[wyas]

Quick browse seems to be like so:

1. Client generates necessary files (including keys and payloads).

2. Encrypted payload is placed on IPFS.

3. Keys are placed on a trusted published (potentially single point of failure).

4. A smart contract running on the EVM continuously checks for pings from clients. If client doesn't check in over some pre-defined policy, then trusted published will be aware and publish keys to the smart contract, visible to everyone.

[danShumway]

Is that... good? I mean, I understand that security isn't black and white, and really you're just trying to make it harder for someone to attack you, not impossible. But how much do you gain by decentralizing just the trigger?

Since the trigger logic fundamentally relies on you doing something, it seems like that logic could be local to machine, your machine could query any number of public websites/platforms/IPs and it would still be pretty difficult for anyone to censor you.

It also seems like a party that wanted to force you to publish early would not be hampered in any significant way by Etherium. In either scenario, all they have to do is incapacitate you or block the IPs that your machine is looking at.

I still feel like I'm missing something. Would anyone be willing to break down a (fictional or real) scenario where adding Etherium to this equation blocks an attack?

[wyas]

There's a bunch of attack vectors, but most fall on the trusted publisher and client itself. IPFS and Ethereum are, by assumption (difficulty wise), ``secure''.

Assuming both client and publisher's internal systems are intact, then you have two attack vectors:

There's the false positive attack vector, where you can shut down the client's network access and force the secret to be prematurely leaked.

There's the false negative attack vector, where you can shut down the trusted publisher's network access, and indefinitely keep the secret ``safe''.

However, in general, the first attack is not as worrisome as the second for these kinds of application. The second is more worrisome, and there's many ways to distribute the trusted published using some crypto threshold scheme such that as long as no more than some threshold of the trusted publishers are shut down, the secret will be released in case of client shutdown.

[xg15]

I imagine the second attack may be mitigated by the fact that the publisher might be easier to hide than with direct access. E.g., if your dead man's switch were just some daemon running on a machine somewhere that you have to ping periodically, attackers could find the IP address of the daemon by watching your network traffic.

In the OP, you and the daemon (aka the trusted publisher) communicate exclusively via the blockchain, so it will be a lot more difficult to find the daemon's location.

Not sure if this is in any way better than just accessing the daemon through Tor though.

[rojoroboto]

These are valid points and anyone thinking about using killcord should be aware of these.

As for the second attack vector, the publisher is built with idempotence, so it is important that a killcord owner configures n-number of publishers in geographically diverse areas to mitigate the false negative attack vector.

[danielvf]

The one attack that I can see it blocking is that it allows for 100% untraceable monitoring [edit: of the deadman's switch by the the system-that-should-send-the-message]. Since every bit of data pushed to Ethereum goes to every single full node, you can't find out who has the keys to the secret data and will release them.

[danShumway]

Oh, cool, this would actually help protect against a lot of things!

If you can set up a deadman's switch and there's no way to figure out who it belongs to, that should make it significantly harder to find out which publisher to attack.

Contrast that against 'every day at 5, I publish a signed checkin to Facebook, Twitter, Reddit, Dropbox, my blog, and a hundred other sites simultaneously.'

In that scenario, blocking or faking the trigger isn't the attack vector.

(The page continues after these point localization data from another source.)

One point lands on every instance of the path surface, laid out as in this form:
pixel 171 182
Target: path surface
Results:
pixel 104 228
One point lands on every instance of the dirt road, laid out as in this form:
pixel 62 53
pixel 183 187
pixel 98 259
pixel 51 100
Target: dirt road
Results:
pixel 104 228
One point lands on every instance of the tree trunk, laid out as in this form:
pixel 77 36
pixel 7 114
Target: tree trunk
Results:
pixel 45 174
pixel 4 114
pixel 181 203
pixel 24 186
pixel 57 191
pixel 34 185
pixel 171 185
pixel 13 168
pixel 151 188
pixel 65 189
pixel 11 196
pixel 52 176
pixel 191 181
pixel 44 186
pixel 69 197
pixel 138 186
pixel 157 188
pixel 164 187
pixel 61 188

The attack vector is that it's really obvious who the trigger belongs to, so to find the publishing IP an attacker can just monitor who connects to those domains.

I guess the trick is actually getting Ether anonymously, but that's not the hardest problem in the world to solve.

[dooglius]

No, the message sending system still needs to actually send the message to the network at some point, which gives away the sender’s IP.

[danielvf]

Fixed my post. You are correct - just one side is secure.

[gruez]

You can achieve the same with tor hidden service.

[VectorLock]

Its basically treating Ethereum as an anonymous signal bus.

[tantalor]

If your machine is within range of your enemy, then they could simply destroy or disable it before publishing (a single point of failure).